# Replicating a Single-Node Cloudera Environment with Dataproc
This notebook provides a definitive, step-by-step guide to creating a single-node Hadoop environment on Google Cloud Dataproc. It is designed to be run cell-by-cell, first locally to create the infrastructure, and then within the cluster's Jupyter environment to perform data operations correctly.

## Step 1: Configuration
First, we define the configuration for our Dataproc cluster. **Make sure to replace the placeholder values** with your specific Google Cloud project details.

In [None]:
# IMPORTANT: Fill in these values before running!
PROJECT_ID = "your-gcp-project-id"  # e.g., my-gcp-project
REGION = "your-gcp-region"      # e.g., us-central1
CLUSTER_NAME = "my-single-node-cluster"
# A unique GCS bucket name. Using the project ID as a prefix is a good practice.
BUCKET_NAME = f"{PROJECT_ID}-dataproc-bucket"
# A BigQuery dataset to act as a persistent Iceberg metastore.
BQ_DATASET = "my_iceberg_metastore"

## Step 2a: Create GCS Bucket and a Fully Configured Dataproc Cluster
This is the most important step. We add a `--properties` flag to the cluster creation command. This configures the default Spark session for the entire cluster, so we don't need to manage the session lifecycle within the notebook.
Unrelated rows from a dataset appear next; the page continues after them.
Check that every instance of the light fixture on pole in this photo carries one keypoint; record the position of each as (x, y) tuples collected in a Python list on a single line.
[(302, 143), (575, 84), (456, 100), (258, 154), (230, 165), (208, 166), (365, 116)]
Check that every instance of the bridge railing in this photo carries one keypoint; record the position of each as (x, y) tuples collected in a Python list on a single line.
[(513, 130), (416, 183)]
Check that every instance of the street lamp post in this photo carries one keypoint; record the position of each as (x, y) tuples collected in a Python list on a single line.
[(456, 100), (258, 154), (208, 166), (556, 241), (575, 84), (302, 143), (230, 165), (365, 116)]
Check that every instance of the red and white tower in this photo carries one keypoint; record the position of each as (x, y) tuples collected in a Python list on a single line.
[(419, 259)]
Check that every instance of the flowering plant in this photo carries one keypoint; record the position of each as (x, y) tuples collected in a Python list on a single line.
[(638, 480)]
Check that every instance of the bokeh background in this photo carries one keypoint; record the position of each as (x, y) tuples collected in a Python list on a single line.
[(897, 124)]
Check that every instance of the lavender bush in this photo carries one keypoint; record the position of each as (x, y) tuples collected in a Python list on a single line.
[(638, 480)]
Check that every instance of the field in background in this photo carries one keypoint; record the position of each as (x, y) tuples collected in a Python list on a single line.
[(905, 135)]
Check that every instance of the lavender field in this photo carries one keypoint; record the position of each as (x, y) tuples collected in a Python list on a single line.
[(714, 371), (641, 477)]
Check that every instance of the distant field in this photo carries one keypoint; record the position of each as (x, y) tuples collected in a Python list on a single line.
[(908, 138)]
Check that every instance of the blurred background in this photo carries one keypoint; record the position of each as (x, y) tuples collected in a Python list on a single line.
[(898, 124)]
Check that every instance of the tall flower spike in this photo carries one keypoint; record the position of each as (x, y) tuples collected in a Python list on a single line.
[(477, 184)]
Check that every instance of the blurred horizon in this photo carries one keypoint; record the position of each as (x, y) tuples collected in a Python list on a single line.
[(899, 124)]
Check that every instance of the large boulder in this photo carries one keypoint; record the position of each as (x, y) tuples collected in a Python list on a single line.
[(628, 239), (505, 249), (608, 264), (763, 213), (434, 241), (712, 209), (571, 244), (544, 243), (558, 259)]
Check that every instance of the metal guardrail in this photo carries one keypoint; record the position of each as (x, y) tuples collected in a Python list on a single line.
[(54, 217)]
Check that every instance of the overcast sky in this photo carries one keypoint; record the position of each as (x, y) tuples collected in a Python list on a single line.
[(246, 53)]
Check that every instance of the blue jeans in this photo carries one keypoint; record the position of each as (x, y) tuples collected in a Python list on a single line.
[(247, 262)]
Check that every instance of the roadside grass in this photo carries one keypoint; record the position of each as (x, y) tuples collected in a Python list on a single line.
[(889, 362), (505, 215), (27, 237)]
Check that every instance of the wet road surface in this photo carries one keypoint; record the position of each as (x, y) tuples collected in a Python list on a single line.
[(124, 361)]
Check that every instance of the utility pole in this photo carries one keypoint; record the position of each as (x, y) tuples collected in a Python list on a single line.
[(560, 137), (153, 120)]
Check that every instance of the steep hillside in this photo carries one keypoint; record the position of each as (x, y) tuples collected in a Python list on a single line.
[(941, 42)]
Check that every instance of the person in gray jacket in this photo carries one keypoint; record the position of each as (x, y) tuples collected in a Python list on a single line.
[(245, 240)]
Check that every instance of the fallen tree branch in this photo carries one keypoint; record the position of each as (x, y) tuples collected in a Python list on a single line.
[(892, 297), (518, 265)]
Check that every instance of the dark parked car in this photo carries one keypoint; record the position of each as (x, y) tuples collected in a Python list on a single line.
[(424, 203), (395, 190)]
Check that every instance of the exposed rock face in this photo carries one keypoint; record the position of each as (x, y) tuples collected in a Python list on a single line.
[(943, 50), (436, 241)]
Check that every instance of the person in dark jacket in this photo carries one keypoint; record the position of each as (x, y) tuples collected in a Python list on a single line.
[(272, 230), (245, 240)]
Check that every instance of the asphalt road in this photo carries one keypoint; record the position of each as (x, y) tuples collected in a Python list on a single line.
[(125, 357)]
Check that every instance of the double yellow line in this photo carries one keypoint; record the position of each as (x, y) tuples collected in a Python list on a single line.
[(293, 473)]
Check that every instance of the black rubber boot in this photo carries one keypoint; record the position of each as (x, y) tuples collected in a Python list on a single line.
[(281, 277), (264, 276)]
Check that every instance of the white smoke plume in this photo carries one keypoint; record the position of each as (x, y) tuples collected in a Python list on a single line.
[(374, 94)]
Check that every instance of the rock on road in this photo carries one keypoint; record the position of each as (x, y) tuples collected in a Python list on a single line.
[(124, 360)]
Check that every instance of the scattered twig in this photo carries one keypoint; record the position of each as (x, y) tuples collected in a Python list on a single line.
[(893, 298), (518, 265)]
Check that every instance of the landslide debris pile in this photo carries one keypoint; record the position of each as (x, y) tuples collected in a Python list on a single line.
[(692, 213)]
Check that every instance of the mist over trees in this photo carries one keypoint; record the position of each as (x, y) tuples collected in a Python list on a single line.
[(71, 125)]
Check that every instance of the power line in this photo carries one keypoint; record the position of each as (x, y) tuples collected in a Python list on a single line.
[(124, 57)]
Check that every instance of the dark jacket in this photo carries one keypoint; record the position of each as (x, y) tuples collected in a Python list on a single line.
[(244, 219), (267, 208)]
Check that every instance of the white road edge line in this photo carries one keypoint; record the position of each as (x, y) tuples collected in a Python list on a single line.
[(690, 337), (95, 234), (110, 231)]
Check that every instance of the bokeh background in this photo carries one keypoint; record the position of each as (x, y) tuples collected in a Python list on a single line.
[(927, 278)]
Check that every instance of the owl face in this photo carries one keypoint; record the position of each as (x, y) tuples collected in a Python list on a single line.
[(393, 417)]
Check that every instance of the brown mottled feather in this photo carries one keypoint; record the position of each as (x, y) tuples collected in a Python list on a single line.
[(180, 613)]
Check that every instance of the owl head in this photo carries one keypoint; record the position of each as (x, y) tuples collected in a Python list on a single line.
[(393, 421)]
This is the standard and correct way to set these configurations.

The properties we set are:
- `spark:spark.sql.warehouse.dir`: Sets the Hive warehouse to an HDFS path, fixing the primary Hive error.
- `spark:spark.sql.catalog.biglake`: Pre-configures the BigLake catalog for Iceberg.

In [None]:
# Check if the bucket exists and create it if it does not
!gcloud storage buckets describe gs://{BUCKET_NAME} || gcloud storage buckets create gs://{BUCKET_NAME} --location={REGION}

# Define the properties for the Spark session
PROPERTIES = f"spark:spark.sql.warehouse.dir=hdfs:///user/hive/warehouse,spark:spark.sql.catalog.biglake=org.apache.iceberg.gcp.bigquery.BigQueryCatalog,spark:spark.sql.catalog.biglake.project={PROJECT_ID},spark:spark.sql.catalog.biglake.location={REGION},spark:spark.sql.catalog.biglake.gcs_location=gs://{BUCKET_NAME}/iceberg_warehouse"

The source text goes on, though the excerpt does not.